Feinstein asks Barrett about Scalia and the Voting Rights Act

During day three of her confirmation hearings, Supreme Court nominee Amy Coney Barrett was asked by Sen. Dianne Feinstein about her statement on Justice Antonin Scalia’s philosophy with regard to the Voting Rights Act.

Video Transcript

DIANNE FEINSTEIN: After President Trump announced your nomination to the Supreme Court, you discussed the judicial philosophy of the late justice Antonin Scalia. Specifically, you stated, his judicial philosophy is mine. During oral arguments, in the 2013 case Shelby County v. Holder, Justice Scalia questioned the strong congressional support for reenactment of the Voting Rights Act. He argued that this support was not attributable to the fact that we need the Voting Rights Act. Rather, he stated that he believed Congress reenacted the bill due to a, quote, "phenomenon that's called perpetuation of racial entitlement," end quote. What is your history-- your reading of this and your understanding of the history of the Voting Rights Act?

AMY CONEY BARRETT: Well, when I said that Justice Scalia's philosophy is mine too, I certainly didn't mean to say that every sentence that came out of Justice Scalia's mouth or every sentence that he wrote is one that I would agree with. When I said Justice Scalia's philosophy is mine too, what I meant is that his jurisprudential approach to text, as we've talked about originalism and textualism, is the same that I would take. And I think, as for the Voting Rights Act, I think that it was obviously a triumph in the Civil Rights Movement.

DIANNE FEINSTEIN: Well, the question arises, in my mind. Of course, my view is that we always need this. This is a bulwark of our democracy. So need, I think, is something that may be somewhat subjective. Do you agree with that?

AMY CONEY BARRETT: That need is subjective?

DIANNE FEINSTEIN: Yes, that I think we do need a Voting Rights Act, and it's subjective in that sense.

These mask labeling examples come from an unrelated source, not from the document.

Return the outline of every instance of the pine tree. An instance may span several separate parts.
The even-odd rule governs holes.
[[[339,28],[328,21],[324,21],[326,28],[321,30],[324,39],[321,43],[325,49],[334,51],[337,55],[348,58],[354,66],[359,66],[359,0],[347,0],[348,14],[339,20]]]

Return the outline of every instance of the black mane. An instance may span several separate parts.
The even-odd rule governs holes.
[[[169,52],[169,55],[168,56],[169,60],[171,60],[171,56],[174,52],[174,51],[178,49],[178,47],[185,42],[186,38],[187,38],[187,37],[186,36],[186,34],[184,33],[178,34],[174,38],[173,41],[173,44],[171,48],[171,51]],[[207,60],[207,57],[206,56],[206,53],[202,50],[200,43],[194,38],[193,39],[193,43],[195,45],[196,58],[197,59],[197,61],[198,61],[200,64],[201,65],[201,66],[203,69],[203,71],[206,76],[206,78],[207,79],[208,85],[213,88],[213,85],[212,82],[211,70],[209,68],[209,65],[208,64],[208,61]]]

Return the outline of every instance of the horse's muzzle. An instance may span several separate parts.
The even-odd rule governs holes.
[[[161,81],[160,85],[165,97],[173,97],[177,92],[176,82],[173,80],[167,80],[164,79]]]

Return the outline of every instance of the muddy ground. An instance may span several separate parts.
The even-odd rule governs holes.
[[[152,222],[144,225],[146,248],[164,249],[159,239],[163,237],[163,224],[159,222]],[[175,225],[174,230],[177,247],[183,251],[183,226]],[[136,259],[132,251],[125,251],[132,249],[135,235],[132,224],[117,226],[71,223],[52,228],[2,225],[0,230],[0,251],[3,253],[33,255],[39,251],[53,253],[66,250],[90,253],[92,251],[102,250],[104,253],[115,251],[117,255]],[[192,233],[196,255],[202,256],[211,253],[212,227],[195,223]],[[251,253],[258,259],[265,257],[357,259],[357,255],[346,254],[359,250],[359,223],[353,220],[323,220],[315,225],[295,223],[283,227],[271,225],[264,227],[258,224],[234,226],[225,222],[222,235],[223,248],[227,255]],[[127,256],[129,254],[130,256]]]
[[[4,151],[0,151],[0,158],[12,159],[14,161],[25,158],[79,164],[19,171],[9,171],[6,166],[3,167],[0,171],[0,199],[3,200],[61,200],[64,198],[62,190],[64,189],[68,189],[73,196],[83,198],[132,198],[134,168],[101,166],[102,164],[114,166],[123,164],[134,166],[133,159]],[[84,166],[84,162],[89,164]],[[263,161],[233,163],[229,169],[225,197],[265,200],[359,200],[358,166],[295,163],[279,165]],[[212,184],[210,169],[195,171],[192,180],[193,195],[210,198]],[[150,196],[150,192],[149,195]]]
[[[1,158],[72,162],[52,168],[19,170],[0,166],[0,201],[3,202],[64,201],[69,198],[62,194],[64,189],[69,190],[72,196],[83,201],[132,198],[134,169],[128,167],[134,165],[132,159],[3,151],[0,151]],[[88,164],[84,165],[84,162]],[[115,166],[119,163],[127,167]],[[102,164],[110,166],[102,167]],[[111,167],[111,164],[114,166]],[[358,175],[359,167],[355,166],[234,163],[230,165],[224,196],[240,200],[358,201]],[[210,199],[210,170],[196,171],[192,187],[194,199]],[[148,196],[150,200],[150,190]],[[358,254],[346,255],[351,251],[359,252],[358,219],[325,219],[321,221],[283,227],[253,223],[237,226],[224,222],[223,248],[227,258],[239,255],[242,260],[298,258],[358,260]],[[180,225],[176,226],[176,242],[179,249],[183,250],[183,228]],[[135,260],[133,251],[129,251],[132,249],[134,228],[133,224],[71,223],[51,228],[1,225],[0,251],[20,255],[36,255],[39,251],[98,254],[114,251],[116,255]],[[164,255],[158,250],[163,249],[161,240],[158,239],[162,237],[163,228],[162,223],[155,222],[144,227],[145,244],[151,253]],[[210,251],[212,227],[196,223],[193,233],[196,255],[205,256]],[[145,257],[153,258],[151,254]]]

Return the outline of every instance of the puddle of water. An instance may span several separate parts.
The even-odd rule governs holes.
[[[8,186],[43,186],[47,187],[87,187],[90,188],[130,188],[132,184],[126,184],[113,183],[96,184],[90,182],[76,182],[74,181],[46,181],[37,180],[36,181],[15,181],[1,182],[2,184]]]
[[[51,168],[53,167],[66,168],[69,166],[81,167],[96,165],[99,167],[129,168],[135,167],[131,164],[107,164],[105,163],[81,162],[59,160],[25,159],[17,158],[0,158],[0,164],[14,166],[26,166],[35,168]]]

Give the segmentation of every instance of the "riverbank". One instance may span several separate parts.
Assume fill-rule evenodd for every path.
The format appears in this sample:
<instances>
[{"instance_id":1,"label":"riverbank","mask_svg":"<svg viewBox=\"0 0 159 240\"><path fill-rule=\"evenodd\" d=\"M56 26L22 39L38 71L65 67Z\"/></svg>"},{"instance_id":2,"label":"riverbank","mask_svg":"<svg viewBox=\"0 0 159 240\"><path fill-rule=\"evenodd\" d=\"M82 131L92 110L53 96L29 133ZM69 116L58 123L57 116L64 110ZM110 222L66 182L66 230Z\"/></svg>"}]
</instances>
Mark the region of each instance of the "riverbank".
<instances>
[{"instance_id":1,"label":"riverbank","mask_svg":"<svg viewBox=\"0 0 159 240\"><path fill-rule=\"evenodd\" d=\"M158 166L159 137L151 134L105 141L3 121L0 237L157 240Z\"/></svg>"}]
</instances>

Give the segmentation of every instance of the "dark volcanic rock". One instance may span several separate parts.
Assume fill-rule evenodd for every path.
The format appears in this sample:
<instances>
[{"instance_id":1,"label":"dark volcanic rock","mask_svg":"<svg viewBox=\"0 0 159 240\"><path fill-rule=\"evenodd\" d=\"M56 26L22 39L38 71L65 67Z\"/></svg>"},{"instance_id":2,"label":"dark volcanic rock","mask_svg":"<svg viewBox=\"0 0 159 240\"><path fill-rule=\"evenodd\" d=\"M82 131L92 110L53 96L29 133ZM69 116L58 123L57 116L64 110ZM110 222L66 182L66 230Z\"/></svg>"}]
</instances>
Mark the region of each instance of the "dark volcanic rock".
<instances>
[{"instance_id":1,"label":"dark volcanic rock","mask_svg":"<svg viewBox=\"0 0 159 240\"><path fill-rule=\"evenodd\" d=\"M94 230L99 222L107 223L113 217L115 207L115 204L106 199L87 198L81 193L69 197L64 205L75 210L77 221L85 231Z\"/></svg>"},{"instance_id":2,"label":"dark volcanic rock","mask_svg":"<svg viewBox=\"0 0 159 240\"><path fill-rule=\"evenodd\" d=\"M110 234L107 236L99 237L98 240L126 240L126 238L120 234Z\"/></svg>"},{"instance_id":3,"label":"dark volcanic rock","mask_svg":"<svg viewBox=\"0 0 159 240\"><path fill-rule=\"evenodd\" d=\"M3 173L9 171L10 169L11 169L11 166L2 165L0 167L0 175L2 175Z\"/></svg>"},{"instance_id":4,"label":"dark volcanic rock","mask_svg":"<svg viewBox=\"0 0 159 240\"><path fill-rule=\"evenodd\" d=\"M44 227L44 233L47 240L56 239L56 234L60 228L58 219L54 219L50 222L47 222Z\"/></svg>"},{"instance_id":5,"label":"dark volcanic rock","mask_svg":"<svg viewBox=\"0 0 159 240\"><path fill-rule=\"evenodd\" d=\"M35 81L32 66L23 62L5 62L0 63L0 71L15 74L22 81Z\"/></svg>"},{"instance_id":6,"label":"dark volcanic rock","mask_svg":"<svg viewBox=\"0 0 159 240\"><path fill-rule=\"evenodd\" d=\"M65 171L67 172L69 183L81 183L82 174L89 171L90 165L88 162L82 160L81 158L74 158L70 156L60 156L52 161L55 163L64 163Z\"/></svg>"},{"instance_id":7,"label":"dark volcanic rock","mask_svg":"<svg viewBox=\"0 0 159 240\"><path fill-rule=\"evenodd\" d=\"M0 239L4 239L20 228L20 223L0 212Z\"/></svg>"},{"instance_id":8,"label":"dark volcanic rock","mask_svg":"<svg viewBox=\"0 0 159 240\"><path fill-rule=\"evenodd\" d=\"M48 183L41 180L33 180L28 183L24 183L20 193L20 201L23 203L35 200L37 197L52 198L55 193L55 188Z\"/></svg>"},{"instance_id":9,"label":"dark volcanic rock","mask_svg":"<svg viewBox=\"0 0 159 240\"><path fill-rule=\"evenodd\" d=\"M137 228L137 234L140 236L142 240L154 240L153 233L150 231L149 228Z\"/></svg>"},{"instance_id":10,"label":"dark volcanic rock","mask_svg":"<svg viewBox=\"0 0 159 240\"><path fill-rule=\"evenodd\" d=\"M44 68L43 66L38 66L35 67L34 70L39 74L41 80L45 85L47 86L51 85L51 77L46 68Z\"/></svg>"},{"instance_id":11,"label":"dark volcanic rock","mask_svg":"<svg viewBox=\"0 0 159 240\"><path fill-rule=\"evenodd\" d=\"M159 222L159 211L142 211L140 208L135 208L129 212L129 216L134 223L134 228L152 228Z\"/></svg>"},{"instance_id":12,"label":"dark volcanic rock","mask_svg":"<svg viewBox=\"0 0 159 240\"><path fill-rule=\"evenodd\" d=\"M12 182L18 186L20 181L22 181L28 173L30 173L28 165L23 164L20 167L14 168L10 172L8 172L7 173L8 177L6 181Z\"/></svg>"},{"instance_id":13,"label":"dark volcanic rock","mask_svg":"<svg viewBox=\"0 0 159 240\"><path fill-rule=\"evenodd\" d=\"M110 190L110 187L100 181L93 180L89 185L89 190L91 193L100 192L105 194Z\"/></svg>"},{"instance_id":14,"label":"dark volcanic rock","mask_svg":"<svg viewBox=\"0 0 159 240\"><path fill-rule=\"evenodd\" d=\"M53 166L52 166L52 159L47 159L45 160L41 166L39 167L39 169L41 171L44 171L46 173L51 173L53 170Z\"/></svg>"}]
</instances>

AMY CONEY BARRETT: Um, well, I think, Senator Feinstein, the question of how the coverage formula is calculated in the Voting Rights Act and the contours of the Voting Rights Act and whether Shelby County was rightly decided or not are all questions on which I can't give an answer because Shelby County has obviously been controversial. It's likely to be relitigated. It could come up before me on the court.

DIANNE FEINSTEIN: Um, well, let me give you a-- because I think this is really important because it shows the basic philosophical bent of an individual. For me, the Voting Rights Act is extremely important, and it defines our election system, to a great extent. It's hard for me to understand that anyone would want to do away with it. What is your position in that regard?

AMY CONEY BARRETT: As I understand Shelby County, it said that the coverage formula was outdated from the 1960s for subjecting particular states, requiring them to get preclearance. It's my understanding, and I haven't looked at the case in a while, that everything else about the Voting Rights Act remained intact, including its prohibitions on discrimination in elections. It was just the coverage formula, which decided which states were subject to preclearance.

DIANNE FEINSTEIN: Well, let me ask you this question, and this is a hard one. Do you agree with Justice Scalia's assertion that the Voting Rights Act is a, quote, "perpetuation of racial entitlement, end quote.

AMY CONEY BARRETT: Well, Senator Feinstein, I can't-- I don't, obviously, know what Justice Scalia was thinking when he said that. And any characterization of the Voting Rights Act or a statement like that is simply really not something I can opine on because, you know, that's tied in, I would think, with these Shelby County questions.

DIANNE FEINSTEIN: Well, can you opine-- I'm not asking for a formal opinion. But would you believe that it's a perpetuation of racial entitlement?

AMY CONEY BARRETT: Well, Senator Feinstein, I think that goes to the question of whether the coverage formula was outdated and needed to be updated from the 1960s or not. I take that to be the thrust of the disagreement in Shelby County and the position that Justice Scalia was taking. So again, I can't express a view on Shelby County and whether the majority or dissent had the better of the argument.